方醒這種置身事外的態度讓幾位大臣甚是不滿,本來方醒坐在這裡他們就已經有所退讓了,皇上如此重視的問話,她一副事不關己高高掛起的模樣,倒真的以為是皇上的嫡親孩子可以由著性子回話了。
“嘖,不許藏著掖著,有何提議便說。”
“這”
方醒低垂著眼簾,眼波被長長的睫毛擋著,一點波瀾都尋不到,關於科舉她倒是確有一些意見,這似乎又與她的計劃出了偏差,故在心中思量,可真是要說些對得起這封號的話來?
“想說便說,這裡沒人敢講你什麼。”
“那方醒便說了,科舉,先祖皇帝為何要成立科舉這一製度?是想為朝廷選拔更多的人才,讓一些有能力的寒門子弟得以發光,隻如今呢,舉薦官與監考官營私舞弊,被舉薦者及不少考生沽名釣譽,上品無寒門,下品無士族,賢能之士大多仍也隻能空發”
方醒的麵色紅潤,眼神清亮,語氣十分的平緩,於遠帆不禁悄悄的掐了把腰間,若是方醒當真是他初見時的男兒身,於遠帆定是要同她認個兄弟做,這般直白的話語連他都要顧及一二,方醒不僅沒有,似乎還說起勁兒來了
“先說科舉,它分為童試,鄉試,會試,殿試。再說浮票,上麵應詳細記載考生的身材,麵貌,有無胡須胎痔等明顯特征。或有一更有效的法子,擔保製,同鄉應考幾人相互擔保,一經查出其中一人有問題,幾人互受牽連,這樣便能使他們監督彼此。”
“這個法子好。”
皇上神采飛揚的無意打斷了方醒,隻並非迎合,確是興奮有個切實的主意被拿了出來,並且能夠用到正點上,不似這幫和稀泥還有隻為私利的,當真可行。
“咳咳繼續說。”
“另外,遏止任人唯親,呼籲禮賢下士,要將科舉做到最公平的人才選拔製。讓即使出身名門者也以不靠門第,而是通過參加考試證明自己的才能進入官場為榮。采用鎖院製度,監考官不提前通知,考生名字,年齡,上溯三代等信息加以密封,或直接謄錄考生文章,審卷官也不提前告知。”
皇上聽得正來勁,見方醒忽地一頓回身端杯輕抿了一口,不用皇上眼神提醒,高公公立刻親自過來為她添上熱茶,太子也與之前大不相同,看著方醒侃侃而談,他嘴角的笑容也愈發的燦爛。

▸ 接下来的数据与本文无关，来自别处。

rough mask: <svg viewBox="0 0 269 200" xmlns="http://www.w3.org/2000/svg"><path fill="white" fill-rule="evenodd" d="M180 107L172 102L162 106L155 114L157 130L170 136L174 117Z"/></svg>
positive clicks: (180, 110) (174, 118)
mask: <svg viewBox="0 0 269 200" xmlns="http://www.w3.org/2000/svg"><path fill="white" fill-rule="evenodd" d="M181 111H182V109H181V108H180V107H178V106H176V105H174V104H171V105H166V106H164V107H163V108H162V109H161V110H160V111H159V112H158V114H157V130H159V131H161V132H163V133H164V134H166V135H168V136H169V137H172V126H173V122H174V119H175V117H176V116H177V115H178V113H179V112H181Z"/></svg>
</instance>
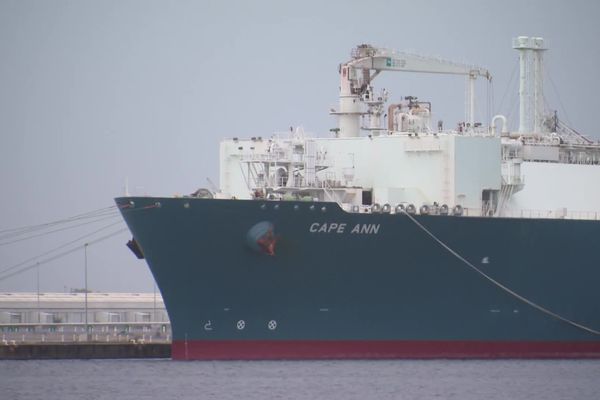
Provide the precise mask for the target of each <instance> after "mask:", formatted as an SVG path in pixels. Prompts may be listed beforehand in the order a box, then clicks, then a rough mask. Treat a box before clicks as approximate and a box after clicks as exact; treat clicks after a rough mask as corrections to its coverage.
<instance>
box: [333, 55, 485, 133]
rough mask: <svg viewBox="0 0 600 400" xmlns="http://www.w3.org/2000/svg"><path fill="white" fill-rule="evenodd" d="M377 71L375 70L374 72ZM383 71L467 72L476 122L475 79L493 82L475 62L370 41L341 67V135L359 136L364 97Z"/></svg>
mask: <svg viewBox="0 0 600 400" xmlns="http://www.w3.org/2000/svg"><path fill="white" fill-rule="evenodd" d="M371 71H373V72H371ZM381 71H401V72H421V73H432V74H446V75H463V76H467V77H468V78H469V85H468V88H467V89H468V90H467V93H468V94H467V122H468V123H469V126H473V124H474V121H475V79H477V78H478V77H484V78H485V79H487V80H488V81H491V79H492V75H491V74H490V72H489V71H488V70H487V69H485V68H481V67H477V66H474V65H467V64H460V63H456V62H452V61H447V60H443V59H441V58H436V57H425V56H419V55H416V54H410V53H402V52H398V51H395V50H390V49H385V48H376V47H373V46H370V45H367V44H362V45H359V46H357V47H356V48H355V49H354V50H353V51H352V60H350V61H348V62H346V63H345V64H342V65H341V66H340V109H339V111H338V112H334V114H336V115H338V116H339V136H341V137H355V136H358V135H359V132H360V117H361V115H363V114H364V113H363V112H362V110H361V106H360V105H361V101H362V96H363V95H364V94H365V93H366V92H367V90H371V89H372V88H371V82H372V81H373V79H375V77H376V76H377V75H378V74H379V73H380V72H381Z"/></svg>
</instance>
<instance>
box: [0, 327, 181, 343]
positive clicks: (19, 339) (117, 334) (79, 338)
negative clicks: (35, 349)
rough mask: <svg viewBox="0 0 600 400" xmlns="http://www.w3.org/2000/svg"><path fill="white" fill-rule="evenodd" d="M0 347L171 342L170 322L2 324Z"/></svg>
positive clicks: (170, 328)
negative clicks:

“如王大人所說,發現作弊者,罰錢,終生取消科考資格,子孫同樣,搜查者也是。代考者,革去功名,發配充役考官等若有徇私,一律革職重懲。另外殿試,方醒以為應由皇上臨時出題考問,考生大可直言極諫,無所回避,再由皇上對策高下,區彆綬官,而非門第”
“甚好。甚好。”
幾個朝臣附和著皇上相互點了點頭,對於他們來說,這可沒什麼好的。方醒有一點說的不對,科舉到底為了什麼,是為了衝破世家大族壟斷仕途的局麵,是為了抑製世家在朝中的作用。
“最後,方醒以為,落第士子需發還落卷,發榜後十日之內,所有落榜考生,可領取自己的試卷查閱,嚴禁考官藏匿勒索,考官必須在試卷上批注不中的理由?,如考官肆意抹殺好文章,考生可赴大理寺等地控訴。”
“說的太好了。”
於遠帆輕聲的讚賞了一句,他就是打科舉中走出來了,而那些未曾出世的呢科舉之痛,是科舉落榜者內心揮之不去的隱痛,大多數人甚至要花上一輩子都無法走的出來。
“煜王殿下高見,臣佩服。”
“煜王果然名不虛傳。”
這些官員倒不至於拍方醒的馬屁,畢竟他們的品階已經達到了不可企及的地位,隻有尾坐的王傑心一直不住的擦汗,已過去了這麼老長的時間,禦書房內的暖爐也沒那麼熱,怎的他看起來這麼心虛?
“那以煜王之見,此次複考應當如何?”
“右相大人快坐,以方醒之見,既說要做到公平公正,便選在偃安城內可夠百姓們親眼見證的地方,再將懲罰製度放出去,倒是不需有任何的盤查”
皇上倒吸了一口涼氣,真是個好辦法,這批人也是上任了幾月的官員,若還需走科舉盤查的一套未免多此一舉,也正是用以提醒他們,不要明知故犯,否則便是欺君之罪了。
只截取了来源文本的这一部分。